Dapr component resiliency (preview)

Article
11/19/2024

Resiliency policies proactively prevent, detect, and recover from your container app failures. In this article, you learn how to apply resiliency policies for applications that use Dapr to integrate with different cloud services, like state stores, pub/sub message brokers, secret stores, and more.

You can configure resiliency policies like retries, timeouts, and circuit breakers for the following outbound and inbound operation directions via a Dapr component:

Outbound operations: Calls from the Dapr sidecar to a component, such as:
- Persisting or retrieving state
- Publishing a message
- Invoking an output binding
Inbound operations: Calls from the Dapr sidecar to your container app, such as:
- Subscriptions when delivering a message
- Input bindings delivering an event

The following screenshot shows how an application uses a retry policy to attempt to recover from failed requests.

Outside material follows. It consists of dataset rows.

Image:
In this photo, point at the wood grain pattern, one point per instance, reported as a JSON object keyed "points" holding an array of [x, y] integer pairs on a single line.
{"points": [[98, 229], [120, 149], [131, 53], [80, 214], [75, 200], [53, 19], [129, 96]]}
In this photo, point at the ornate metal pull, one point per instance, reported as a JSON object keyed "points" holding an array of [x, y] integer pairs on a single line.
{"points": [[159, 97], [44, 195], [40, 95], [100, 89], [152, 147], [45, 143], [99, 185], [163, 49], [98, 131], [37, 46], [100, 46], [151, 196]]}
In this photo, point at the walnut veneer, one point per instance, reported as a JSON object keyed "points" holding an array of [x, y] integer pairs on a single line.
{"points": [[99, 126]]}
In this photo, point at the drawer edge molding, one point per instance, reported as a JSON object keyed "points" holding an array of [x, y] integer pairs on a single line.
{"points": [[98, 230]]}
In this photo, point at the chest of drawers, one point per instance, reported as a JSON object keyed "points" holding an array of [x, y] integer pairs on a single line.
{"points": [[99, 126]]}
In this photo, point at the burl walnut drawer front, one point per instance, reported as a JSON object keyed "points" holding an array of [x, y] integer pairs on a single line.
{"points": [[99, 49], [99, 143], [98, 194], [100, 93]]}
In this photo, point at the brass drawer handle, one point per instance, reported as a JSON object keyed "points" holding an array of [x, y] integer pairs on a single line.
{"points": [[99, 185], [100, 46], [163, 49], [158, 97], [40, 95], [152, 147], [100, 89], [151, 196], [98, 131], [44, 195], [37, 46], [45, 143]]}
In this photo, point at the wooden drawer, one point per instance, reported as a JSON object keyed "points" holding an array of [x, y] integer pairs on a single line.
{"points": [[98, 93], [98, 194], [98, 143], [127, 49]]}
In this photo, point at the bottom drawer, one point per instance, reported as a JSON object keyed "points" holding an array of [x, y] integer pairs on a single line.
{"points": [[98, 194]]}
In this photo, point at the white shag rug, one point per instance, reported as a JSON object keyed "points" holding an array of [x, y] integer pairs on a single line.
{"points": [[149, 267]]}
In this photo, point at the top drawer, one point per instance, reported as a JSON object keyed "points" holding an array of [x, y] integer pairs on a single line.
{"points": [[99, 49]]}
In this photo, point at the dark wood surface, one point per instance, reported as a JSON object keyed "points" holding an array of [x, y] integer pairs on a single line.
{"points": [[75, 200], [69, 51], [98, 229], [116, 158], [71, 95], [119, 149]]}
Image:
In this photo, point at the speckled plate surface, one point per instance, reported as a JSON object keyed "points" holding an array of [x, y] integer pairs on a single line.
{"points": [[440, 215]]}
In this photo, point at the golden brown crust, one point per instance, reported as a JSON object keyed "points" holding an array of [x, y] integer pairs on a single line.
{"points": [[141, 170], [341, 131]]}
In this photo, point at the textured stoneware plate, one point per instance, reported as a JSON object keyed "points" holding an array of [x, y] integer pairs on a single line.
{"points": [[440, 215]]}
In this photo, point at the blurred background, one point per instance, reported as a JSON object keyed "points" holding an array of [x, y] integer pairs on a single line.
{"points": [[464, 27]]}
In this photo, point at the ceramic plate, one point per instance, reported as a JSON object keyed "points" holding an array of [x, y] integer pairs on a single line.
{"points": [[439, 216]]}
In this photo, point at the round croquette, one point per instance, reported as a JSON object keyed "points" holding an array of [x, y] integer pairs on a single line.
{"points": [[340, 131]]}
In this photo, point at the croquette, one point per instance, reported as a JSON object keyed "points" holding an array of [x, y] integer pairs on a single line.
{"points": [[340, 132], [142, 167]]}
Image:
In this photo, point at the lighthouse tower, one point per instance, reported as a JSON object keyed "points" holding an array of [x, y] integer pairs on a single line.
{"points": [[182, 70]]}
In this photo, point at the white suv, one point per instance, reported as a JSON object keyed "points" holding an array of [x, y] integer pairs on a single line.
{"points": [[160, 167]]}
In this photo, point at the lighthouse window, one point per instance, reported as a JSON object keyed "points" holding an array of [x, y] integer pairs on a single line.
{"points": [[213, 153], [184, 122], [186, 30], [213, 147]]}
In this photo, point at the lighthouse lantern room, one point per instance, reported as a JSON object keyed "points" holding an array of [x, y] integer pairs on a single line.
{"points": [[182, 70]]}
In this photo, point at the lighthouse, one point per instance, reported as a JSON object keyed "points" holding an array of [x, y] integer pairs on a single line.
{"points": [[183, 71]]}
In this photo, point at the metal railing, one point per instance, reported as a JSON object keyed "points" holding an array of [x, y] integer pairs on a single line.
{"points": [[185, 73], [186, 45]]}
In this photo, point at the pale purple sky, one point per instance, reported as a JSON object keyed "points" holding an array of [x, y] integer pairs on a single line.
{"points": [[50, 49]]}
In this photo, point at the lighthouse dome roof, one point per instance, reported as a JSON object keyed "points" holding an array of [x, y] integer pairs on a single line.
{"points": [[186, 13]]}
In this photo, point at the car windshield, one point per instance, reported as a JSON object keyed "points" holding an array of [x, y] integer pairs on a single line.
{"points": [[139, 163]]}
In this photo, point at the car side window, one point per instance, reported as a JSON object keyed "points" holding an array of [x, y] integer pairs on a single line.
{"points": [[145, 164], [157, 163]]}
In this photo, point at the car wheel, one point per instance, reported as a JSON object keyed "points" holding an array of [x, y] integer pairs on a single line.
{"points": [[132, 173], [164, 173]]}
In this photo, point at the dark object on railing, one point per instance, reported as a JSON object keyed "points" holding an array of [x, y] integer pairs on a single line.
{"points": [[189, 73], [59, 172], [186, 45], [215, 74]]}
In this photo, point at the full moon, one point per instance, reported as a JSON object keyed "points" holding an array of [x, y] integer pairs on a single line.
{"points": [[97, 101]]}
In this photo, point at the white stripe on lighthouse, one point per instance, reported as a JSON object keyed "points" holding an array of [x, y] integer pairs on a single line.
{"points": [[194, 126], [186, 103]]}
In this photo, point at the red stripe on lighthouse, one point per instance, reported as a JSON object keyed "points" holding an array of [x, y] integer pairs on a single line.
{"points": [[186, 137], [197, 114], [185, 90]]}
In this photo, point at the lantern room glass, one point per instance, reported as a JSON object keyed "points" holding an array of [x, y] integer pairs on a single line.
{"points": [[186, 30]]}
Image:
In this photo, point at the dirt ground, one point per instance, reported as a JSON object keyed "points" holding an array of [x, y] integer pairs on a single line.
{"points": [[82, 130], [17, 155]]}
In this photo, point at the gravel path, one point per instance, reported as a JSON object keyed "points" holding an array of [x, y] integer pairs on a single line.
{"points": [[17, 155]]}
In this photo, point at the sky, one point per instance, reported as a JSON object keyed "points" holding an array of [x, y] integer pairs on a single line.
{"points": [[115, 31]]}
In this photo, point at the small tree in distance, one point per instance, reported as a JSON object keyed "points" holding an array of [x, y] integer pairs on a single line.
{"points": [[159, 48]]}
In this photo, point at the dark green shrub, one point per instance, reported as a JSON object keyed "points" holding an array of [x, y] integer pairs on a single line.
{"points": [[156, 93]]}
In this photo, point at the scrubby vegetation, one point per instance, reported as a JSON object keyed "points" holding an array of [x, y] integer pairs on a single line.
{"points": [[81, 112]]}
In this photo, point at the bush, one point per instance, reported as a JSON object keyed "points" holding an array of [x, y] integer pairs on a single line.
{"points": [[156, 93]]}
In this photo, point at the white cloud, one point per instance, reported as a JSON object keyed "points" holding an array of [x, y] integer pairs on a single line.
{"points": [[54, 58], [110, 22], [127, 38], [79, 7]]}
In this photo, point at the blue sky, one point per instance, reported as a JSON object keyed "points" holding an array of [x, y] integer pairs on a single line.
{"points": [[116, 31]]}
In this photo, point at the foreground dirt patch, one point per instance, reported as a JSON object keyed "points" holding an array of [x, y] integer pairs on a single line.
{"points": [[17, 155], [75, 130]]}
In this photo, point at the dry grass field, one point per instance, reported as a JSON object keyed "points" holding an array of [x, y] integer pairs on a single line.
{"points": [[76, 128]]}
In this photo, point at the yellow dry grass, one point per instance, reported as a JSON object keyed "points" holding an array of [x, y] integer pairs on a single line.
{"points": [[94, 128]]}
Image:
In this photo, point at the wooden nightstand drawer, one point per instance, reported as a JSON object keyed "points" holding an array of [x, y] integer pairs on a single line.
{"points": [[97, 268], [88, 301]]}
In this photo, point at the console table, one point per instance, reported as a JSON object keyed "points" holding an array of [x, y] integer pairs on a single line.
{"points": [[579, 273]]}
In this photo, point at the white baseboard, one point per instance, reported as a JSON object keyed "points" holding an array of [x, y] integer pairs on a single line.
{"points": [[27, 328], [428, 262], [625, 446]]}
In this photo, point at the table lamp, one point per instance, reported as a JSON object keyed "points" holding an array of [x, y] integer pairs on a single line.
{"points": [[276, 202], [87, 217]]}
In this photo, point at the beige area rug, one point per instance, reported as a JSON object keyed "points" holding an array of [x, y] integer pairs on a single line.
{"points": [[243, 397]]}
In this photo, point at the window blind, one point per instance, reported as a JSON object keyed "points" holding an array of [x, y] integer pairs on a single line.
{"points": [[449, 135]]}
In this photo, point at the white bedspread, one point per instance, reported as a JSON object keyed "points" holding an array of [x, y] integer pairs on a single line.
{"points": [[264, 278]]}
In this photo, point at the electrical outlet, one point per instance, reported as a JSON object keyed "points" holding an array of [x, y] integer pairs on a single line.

Diagram demonstrating resiliency for container apps with Dapr components.

Configure resiliency policies

You can choose whether to create resiliency policies using Bicep, the CLI, or the Azure portal.

The following resiliency example demonstrates all of the available configurations.

resource myPolicyDoc 'Microsoft.App/managedEnvironments/daprComponents/resiliencyPolicies@2023-11-02-preview' = {
  name: 'my-component-resiliency-policies'
  parent: '${componentName}'
  properties: {
    outboundPolicy: {
      timeoutPolicy: {
          responseTimeoutInSeconds: 15
      }
      httpRetryPolicy: {
          maxRetries: 5
          retryBackOff: {
            initialDelayInMilliseconds: 1000
            maxIntervalInMilliseconds: 10000
          }
      }
      circuitBreakerPolicy: {  
          intervalInSeconds: 15
          consecutiveErrors: 10
          timeoutInSeconds: 5     
      }  
    } 
    inboundPolicy: {
      timeoutPolicy: {
        responseTimeoutInSeconds: 15
      }
      httpRetryPolicy: {
        maxRetries: 5
        retryBackOff: {
          initialDelayInMilliseconds: 1000
          maxIntervalInMilliseconds: 10000
        }
      }
      circuitBreakerPolicy: {  
          intervalInSeconds: 15
          consecutiveErrors: 10
          timeoutInSeconds: 5     
      }  
    }
  }
}

Before you begin

az login

Make sure you have the latest version of the Azure Container App extension.

az extension show --name containerapp
az extension update --name containerapp

Create specific policies

Note

If all properties within a policy are not set during create or update, the CLI automatically applies the recommended default settings. Set specific policies using flags.

Create resiliency policies by targeting an individual policy. For example, to create the Outbound Timeout policy, run the following command.

az containerapp env dapr-component resiliency create --group MyResourceGroup --name MyDaprResiliency --environment MyEnvironment --dapr-component-name MyDaprComponentName --out-timeout 20

For a full list of parameters, see the CLI reference guide.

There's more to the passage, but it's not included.